A votre avis, quel est le meilleur joueur tunisien de tous les temps?
Noureddine Diwa. Il y a eu aussi Agrebi et Tarek.
Et de l’histoire du SRS ?
Romdhane Toumi, un véritable artiste.
Quel sentiment vous inspire la situation actuelle du SRS?
Celui d’une fin annoncée. Bientôt, vous n’entendrez plus parler du SRS. Le foot est aujourd’hui affaire de gros sous. Or, mon club survit miraculeusement.
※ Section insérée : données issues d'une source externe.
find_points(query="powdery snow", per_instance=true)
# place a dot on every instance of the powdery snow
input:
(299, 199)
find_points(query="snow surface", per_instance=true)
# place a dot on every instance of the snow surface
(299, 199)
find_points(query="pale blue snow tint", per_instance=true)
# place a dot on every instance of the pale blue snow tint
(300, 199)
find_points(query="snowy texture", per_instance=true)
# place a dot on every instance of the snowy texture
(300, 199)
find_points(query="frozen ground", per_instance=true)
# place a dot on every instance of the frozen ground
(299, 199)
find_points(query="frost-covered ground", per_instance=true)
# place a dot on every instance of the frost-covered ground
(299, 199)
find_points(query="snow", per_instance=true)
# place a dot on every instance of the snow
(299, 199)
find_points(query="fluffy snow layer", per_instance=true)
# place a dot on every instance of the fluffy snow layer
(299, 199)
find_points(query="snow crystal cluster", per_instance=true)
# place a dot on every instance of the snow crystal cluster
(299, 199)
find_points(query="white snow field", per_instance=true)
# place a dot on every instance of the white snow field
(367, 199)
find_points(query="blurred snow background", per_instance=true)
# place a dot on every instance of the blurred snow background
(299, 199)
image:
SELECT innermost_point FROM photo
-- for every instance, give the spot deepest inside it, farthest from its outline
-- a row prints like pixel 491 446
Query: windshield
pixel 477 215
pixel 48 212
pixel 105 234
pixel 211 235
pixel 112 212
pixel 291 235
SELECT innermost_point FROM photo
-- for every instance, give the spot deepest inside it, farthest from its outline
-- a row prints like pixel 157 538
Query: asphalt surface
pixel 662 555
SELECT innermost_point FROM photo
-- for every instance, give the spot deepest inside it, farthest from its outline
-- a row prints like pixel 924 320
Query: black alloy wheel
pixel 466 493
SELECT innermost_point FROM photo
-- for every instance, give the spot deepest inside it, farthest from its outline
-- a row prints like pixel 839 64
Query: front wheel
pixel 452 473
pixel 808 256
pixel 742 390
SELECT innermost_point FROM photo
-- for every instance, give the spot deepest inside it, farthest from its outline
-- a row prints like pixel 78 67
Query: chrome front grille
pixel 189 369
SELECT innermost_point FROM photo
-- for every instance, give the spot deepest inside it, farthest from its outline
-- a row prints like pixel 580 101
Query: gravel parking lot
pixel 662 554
Cela me fait de la peine, car c’est la seconde famille où j’ai vécu, et à laquelle j’ai consacré toute ma jeunesse.
Que représente pour vous la famille ?
La source où je puise mon énergie pour continuer à lutter. J’ai épousé Leila en 1978. Nous avons trois enfants: Mohamed Yassine, 36 ans, technicien supérieur à Tunisie Telecom, Meriam, 34 ans, cadre dans une assurance, et Dhoha, 30 ans, enseignante d’anglais.
Enfin, comment passez-vous votre temps libre ?
J’ai pris ma retraite de la Sncft depuis 2001. J’étais ajusteur mécanicien, et j’ai terminé contremaître. Je dispose donc de suffisamment de temps pour assouvir ma passion de bricolage: les réparations électriques, le badigeonnage, la menuiserie, tous ces travaux nécessaires à la maison, je m’en charge. A la télé, je ne regarde plus les plateaux politiques où on n’entend que du bluff, des mensonges et querelles. Je préfère me distraire devant les séries Nsibti Laâziza et Choufli Hal. Sboui et Slimène Labiadh me font rigoler comme un enfant. On ne se lasse jamais de regarder ces sitcoms-là. Ils sont immortels.